Have you done something terrible to another person? Have you missed out on something you wish you hadn’t because of a choice you made? Did you blow off something important that you can’t get back? Did you waste time on something that turned out to not be worth it? Do you wish you could go back in time to change something you said, or would have resulted in a better outcome? Are you mad at yourself?
If the answer to any of those questions is “yes,” then it sounds like some forgiveness is in order.
If you hurt someone, blew someone off or someone else suffered the brunt of your actions, in any way—apologize. It doesn’t matter if they forgive you; forgiveness is on them and something they will have to live with. Apologize because you know you were wrong and because you owe it to them, and yourself, to own it.
Whether you hurt someone else or if you were the only one who suffered from your actions, I’m sure you already feel terrible about it. If you do, you’re already partly there. Tell yourself you’re sorry. Cry if you need to. Let every last shred out and be really fucking sorry.
When you apologize to yourself, you also have the power to forgive and you have the advantage of knowing how truly sorry you are. Have some compassion for yourself like you’d want someone else to have for you. It doesn’t matter if you think you deserve it, because you do. Everyone deserves compassion, and not all of us are lucky enough to get it from the people we need it from most.
You are the one person who will be by your side your entire life, so if you can’t offer yourself compassion, then who do you really have? Give it freely to yourself. And I’m not telling you that it’s okay to run around being an asshole, then forgiving yourself because that’s just shitty and will come back around to bite you in the ass. I’m telling you if there’s an emotional blockage because you’ve had a hard time forgiving, you need to have compassion and let it go.
Things happen the way they are supposed to. Sure, if it were possible for you to go back into time and change everything, things would be different.
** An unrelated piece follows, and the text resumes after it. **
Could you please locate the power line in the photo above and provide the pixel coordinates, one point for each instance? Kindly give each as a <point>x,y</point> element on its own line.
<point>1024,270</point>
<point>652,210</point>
But you can’t. And since you can’t go back in time, you need to accept the fact that it’s happened and there’s nothing you can do about it. Don’t shrug it off, of course, but know that the “what if’s, shoulda’s, woulda’s & coulda’s” simply can’t happen.
When you accept the fact that you can’t change the past, you’re more likely to forgive yourself.
While you can’t change the past, you can improve your present and change the future. You don’t have to be trapped into the mold of the person you once were. There are plenty of pessimistic people out there shouting that, “people never change!” and “once a cheater always a cheater!”.
Why do they get to decide that about you? Why do they get to be the ones that say you can’t change? Do you believe them?
You’re the only one who truly knows what’s inside you’re heart, and if you want to change, you can. Change doesn’t happen overnight, but it takes a desire and willingness to get started. That’s it. You get to plant the seed of change and forge your own path, while the naysayers are really the ones who can’t break free.
Just like when you want to forgive someone else or want them to forgive you, it won’t happen right away. You may need to repeat the steps a few times or you may get stuck on one. Know that it’s okay. Take your time and really flush yourself of all the toxic energy and negative feelings.
Take each day, one at a time. Know that with each baby step, no matter how small, progress is being made.
Listen to me, it doesn’t matter what you did, or how bad you think you are—you deserve forgiveness. I will repeat: It doesn’t matter what you did, or how bad you think you are—You deserve forgiveness. Love yourself first; forgive yourself for all you believe you’ve done wrong and love yourself some more.
Forgiving yourself won’t just make you a better person for you, but it will trickle into the other areas and relationships in your life as well. A huge weight will be lifted from your shoulders and you’ll be able to fit in more positivity and light, where that darkness once was.
What have you done in the past you needed to forgive yourself? Were you able to do so?